We don’t always see what is right before our eyes, though we think we do. Inattentional blindness is a phenomenon in which we fail to perceive something in plain sight due to where we’re focusing our attention at the time. It’s one reason people fail to notice motorcycles on the road, gorillas walking through the middle of a basketball game, and all sorts of information during conflict.
A few years ago a group of Harvard psychologists conducted a study to explore the ways our agendas influence what we actually see. They asked research subjects to view a videotape of six people basketball players passing the ball and count the number of passes made by one of the teams.
In one video of the basketball game, a tall woman with an open umbrella walked through the center of the action, clearly visible for about five seconds. In a second video, a shorter woman in a gorilla costume walked through the action, also for about five seconds.
How do you miss a gorilla walking through the middle of a basketball game?
Participants in the study were asked if they’d seen anything odd. Thirty-five percent of the observers didn’t notice the woman at all.
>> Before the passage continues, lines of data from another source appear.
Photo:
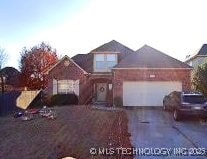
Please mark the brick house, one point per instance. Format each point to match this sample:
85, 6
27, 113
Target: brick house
138, 78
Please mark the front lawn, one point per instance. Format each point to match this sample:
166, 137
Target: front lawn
73, 133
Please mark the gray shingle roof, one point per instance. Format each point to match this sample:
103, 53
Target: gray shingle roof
148, 57
85, 61
113, 46
203, 50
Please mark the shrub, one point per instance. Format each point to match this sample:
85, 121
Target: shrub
118, 102
200, 79
63, 99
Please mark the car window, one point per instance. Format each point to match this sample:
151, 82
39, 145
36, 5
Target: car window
194, 99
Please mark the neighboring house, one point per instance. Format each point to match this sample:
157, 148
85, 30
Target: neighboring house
140, 78
199, 58
12, 78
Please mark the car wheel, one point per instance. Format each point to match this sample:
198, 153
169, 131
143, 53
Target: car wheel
176, 115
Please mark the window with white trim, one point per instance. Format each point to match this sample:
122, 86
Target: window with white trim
104, 62
67, 86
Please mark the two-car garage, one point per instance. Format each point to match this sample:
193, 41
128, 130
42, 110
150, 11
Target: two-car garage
148, 93
145, 77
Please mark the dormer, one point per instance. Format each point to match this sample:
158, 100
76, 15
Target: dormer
104, 61
108, 55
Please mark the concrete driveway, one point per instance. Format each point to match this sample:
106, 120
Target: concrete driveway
156, 135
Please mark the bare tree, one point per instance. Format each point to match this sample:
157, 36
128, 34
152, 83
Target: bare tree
3, 57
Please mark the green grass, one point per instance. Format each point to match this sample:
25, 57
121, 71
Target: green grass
73, 133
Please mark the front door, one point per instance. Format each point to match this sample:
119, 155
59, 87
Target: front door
101, 91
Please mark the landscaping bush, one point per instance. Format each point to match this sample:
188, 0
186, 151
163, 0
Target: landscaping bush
118, 102
63, 99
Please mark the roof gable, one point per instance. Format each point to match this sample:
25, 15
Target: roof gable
201, 53
203, 50
113, 46
61, 60
148, 57
85, 61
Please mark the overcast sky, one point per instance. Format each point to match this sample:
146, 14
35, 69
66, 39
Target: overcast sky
175, 27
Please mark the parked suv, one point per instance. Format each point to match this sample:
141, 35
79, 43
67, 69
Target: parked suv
185, 103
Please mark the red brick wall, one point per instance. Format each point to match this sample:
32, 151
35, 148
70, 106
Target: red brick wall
144, 75
71, 72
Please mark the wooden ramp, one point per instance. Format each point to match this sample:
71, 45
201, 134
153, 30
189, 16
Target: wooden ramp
25, 98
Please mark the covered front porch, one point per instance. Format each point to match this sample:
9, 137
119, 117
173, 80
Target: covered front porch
102, 91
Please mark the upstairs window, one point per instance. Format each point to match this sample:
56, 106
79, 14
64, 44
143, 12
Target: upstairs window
104, 62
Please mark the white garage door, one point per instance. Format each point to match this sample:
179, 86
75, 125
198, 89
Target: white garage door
147, 93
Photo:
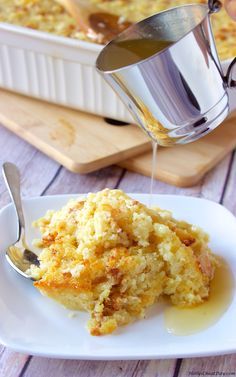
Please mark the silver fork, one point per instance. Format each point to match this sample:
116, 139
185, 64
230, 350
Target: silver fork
18, 255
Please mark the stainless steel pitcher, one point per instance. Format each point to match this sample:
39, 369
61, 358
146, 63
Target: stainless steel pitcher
178, 94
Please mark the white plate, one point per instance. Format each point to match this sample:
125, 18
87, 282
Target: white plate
36, 325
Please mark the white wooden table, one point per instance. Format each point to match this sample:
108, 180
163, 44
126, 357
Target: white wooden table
40, 176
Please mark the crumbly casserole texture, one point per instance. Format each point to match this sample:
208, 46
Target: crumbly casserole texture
49, 16
113, 257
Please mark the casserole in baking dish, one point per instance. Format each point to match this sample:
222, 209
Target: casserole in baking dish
38, 59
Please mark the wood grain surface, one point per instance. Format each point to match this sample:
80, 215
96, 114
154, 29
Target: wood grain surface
41, 175
83, 142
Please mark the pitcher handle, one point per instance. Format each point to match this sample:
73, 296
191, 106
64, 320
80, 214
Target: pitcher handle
228, 77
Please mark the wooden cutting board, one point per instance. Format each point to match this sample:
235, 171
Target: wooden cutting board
84, 143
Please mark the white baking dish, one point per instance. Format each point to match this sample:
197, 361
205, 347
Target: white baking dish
59, 70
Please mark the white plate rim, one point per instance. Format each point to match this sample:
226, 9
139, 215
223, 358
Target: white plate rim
131, 356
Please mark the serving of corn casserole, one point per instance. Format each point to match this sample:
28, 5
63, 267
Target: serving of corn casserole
49, 16
113, 257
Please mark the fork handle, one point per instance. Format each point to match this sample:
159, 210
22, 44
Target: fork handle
11, 176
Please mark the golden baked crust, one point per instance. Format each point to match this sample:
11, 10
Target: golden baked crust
50, 17
112, 256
Even more surprising, 56% of the observers didn’t notice the gorilla.
A control group of research subjects were asked to watch the video without being asked to count passes. Most of these participants readily noticed the odd visitors walking through the action.
Essentially, research subjects saw only what they were asked to see, the number of passes being made. The assigned task of counting caused them to miss information that was extraneous to that task — their minds filtered it out.
This “selective looking” is a form of inattentional blindness, the phenomenon of missing conspicuous events due to where we’re focusing our attention.
Inattentional blindness in conflict
When we’re in conflict with someone, we are often predisposed to thinking or feeling about them in a certain way, based on past experience: She’s so passive-aggressive. He’s manipulative. She lies. He’s too controlling.
When we do this, we’re essentially counting basketball passes — we’re filtering out information that challenges our conclusions and beliefs, and focusing on information that supports them. This happens subconsciously and it’s one reason that someone viewing the conflict from “outside” will notice things those involved don’t.